Friday, January 16, 2015
Favorites of 2014: Top 5 Luke's American Adventures
Can I just toot my kid's horn for a moment?
Luke has worked really, really hard this year on his series, Luke's American Adventures. He has explored different writing styles and spent countless hours writing...and rewriting...and rewriting... This series also has taught him how to write HTML code and make Picmonkey collages that are Pinterest-friendly. He's turning into a blogger - his phone is at the ready to take pictures, or he'll say to me "Hey! That would be perfect for a blog about ... ! Can we use the good camera to get a shot of ... ?"
This week's "Top 5" focus is going to be on his series. I'm choosing my five favorite posts that Luke wrote in 2014. After reading his thoughts on the 1700s and 1800s, I can't wait to see his insight on the 20th and 21st Centuries.
1. Review of Five 4ths of July
In this post, Luke explored a popular style for Adventures with Jude - book review writing! He carefully read the book, and researched and contacted author Pat Raccio Hughes for input.
2. Explorers of the Americas: Lewis and Clark
The return of the Corps of Discovery in 1806 is chronicled in a newspaper-style writing.
3. 19th Century Innovators: Catholic Educators
The 19th Century is awash with scientific and business innovators, but these three - including the first native-born American saint - founded and shaped the American Catholic school system.

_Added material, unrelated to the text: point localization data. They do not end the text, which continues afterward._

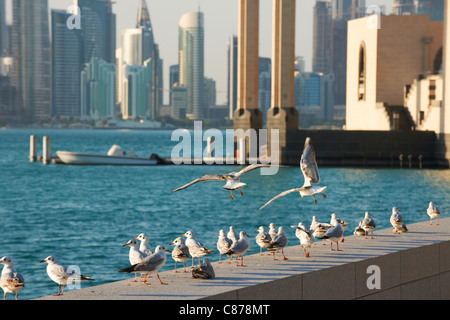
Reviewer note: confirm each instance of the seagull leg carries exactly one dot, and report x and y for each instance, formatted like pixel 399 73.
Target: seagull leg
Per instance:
pixel 145 280
pixel 160 279
pixel 284 257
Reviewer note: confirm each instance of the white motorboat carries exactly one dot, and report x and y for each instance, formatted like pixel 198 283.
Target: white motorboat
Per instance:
pixel 115 156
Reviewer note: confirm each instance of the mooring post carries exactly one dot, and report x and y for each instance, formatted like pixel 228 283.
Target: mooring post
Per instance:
pixel 33 148
pixel 46 150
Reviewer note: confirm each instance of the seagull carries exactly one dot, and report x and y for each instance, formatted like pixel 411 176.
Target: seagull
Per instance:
pixel 433 212
pixel 196 248
pixel 180 252
pixel 223 244
pixel 232 235
pixel 135 255
pixel 334 233
pixel 368 224
pixel 151 264
pixel 62 274
pixel 11 281
pixel 359 231
pixel 263 238
pixel 232 178
pixel 279 241
pixel 204 270
pixel 305 236
pixel 308 165
pixel 239 248
pixel 145 246
pixel 397 222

4. Antebellum Words of Change
Luke explores biographies of antebellum figures Emily Dickinson, Noah Webster, and Sojourner Truth, each of whom used the power of words to effect change and have a lasting impact on American thinking and language.
5. Abraham Lincoln Speaks
This miniseries rounds out the list, but it is by no means the "least favorite." When I assigned "Abraham Lincoln" to be his US History I "term paper," of course I got eye rolls and groans. However, I'm proud of him for how he came up with a topic (Lincoln's speeches) and divided it into a logical mini-series. He had everything well-organized, until we realized that the anniversary of the Gettysburg Address would occur sooner than he had that section planned, but he buckled down and worked extra hard to get it ready a week ahead of schedule and posted on the 151st anniversary of President Lincoln's speech. We both have a renewed appreciation for Abraham Lincoln and are hoping that this summer we will be able to visit his birthplace and see for ourselves where this extraordinary man came from.